What about the voltage taps where the power cord comes in? I think they have a 208v and 230v and 240v or something like that. I could check what the exace voltage out of the wall is and hook it up accordingly. Probably not the problem.
Maybe the ground clamp to ground wire connection?
 

macona

Diamond
Joined
Jun 20, 2006
Location
Beaverton, OR
I have found the machine will work either way in 208 or 240, just it will give the wrong voltage at the accessory plug if hooked up wrong.

Chances are its a bad main board. Or a bad current sensor. older versions have a plate of metal as a current shunt mounted on the fan, newer ones have a LEM current sensor on one of the output wires. check connections on these.

Whats the serial number?
 

macona

Diamond
Joined
Jun 20, 2006
Location
Beaverton, OR
Thats why I asked him to switch to panel mode for current control. If it is still doing it then there is something wrong in the current feedback.
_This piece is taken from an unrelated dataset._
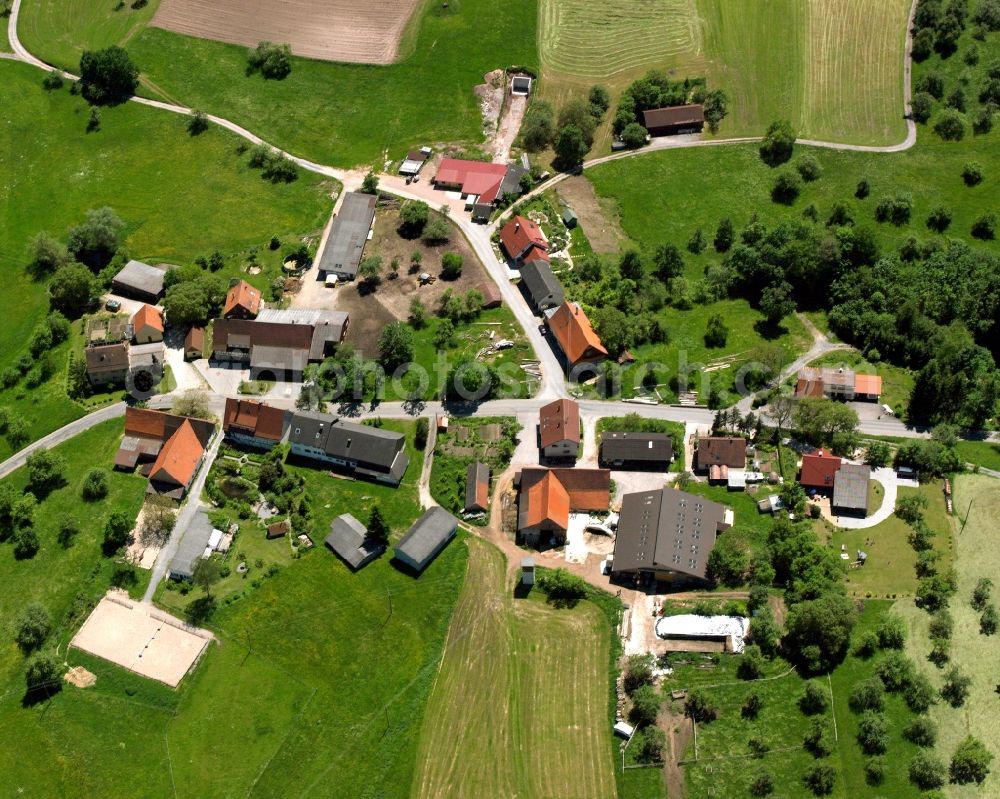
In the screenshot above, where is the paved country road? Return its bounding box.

Could be something is as simple as a bad connection to the board.

Synchrowave 250s are pretty simple machines but usually when you start having output problems and it is not the pedal I am usually stuck installing a new board. For the older machines there is a kit that removes the old shunt and installs the new hall effect current sensor.
 

Mike W

Stainless
Joined
Jan 12, 2003
Location
Central Kali.
I have a Syncro 250 that was fine for a year and then the pedal quit working. I started checking and found that the conector for the pedal on the machine didn't have some connectors soldered. The pins were just making contact with the plated thru holes until they got a little dirty.
 

jigwelder

Aluminum
Joined
Feb 26, 2006
Location
Melbourne, Florida
Thanks for the input. One thing that buggs me is that the machine has lots of power in the DC mode. The last time I used it (last week) I was welding stainless DC. I forgot to set the High Frequency to start only and had it on [continuous] by mistake. I ran it this way for a few minutes and wondered why the weld looked like crap then noticed the switch in the wrong position. Could this have screwed something up?

When I get off work I'll go out and pull the side cover off and check and clean all the connections. Hopefully the problem is not that big of a deal. What can you use to clean the High Frequency contacts?
 

jigwelder

Aluminum
Joined
Feb 26, 2006
Location
Melbourne, Florida
Ok got home this morning and cleaned the contacts on my power leads. Tried it again and nothing. Took the top and side cover off, blew everything out with compressed air, and cleaned the connections on that cigar looking thing above the fan. Tried it again and same thing. Pulled out the board and looked it over for some smoked components(found none). I guess I have to send this out for repair which sounds expensive. This is a 1989 syncrowave 250 acording to the serial # that starts with JK. Are there places online I can go to buy parts or a new board for this thing? Also what kinda cost are we looking at for repair? Thanks for all the help.
 

macona

Diamond
Joined
Jun 20, 2006
Location
Beaverton, OR
You really want to take it to a shop to have it repaired. It still could be something simple. They have the tool necessary to test the machine under a controlled load (Load bank)

Leaving HF on wont matter since you usually run AC with HF on anyway.

If it is the board its the price on that board is a bit over $600. This machine will need the new hall effect current sensor installed as well (Part of the $600 kit) so they will charge at least 2 hours labor. Figure about $750. Thats assuming bad board and not something like a bad relay.
 

jigwelder

Aluminum
Joined
Feb 26, 2006
Location
Melbourne, Florida
Got er fixed. Put the board back in and planned to butten everything up to send it out for repair when I discovered a wire hanging. Attached to the lug at the end of the wire was a brass screw and nut that appeared to be spot welded or brazed to something. After a half hour of searching I found where the wire was previously connected. This wire comes from the small silver box under the control board and goes to a bar under the fan. Anyway, cleaned up the area, screwed the wire back in place and the welder is working fine. Thanks for your help.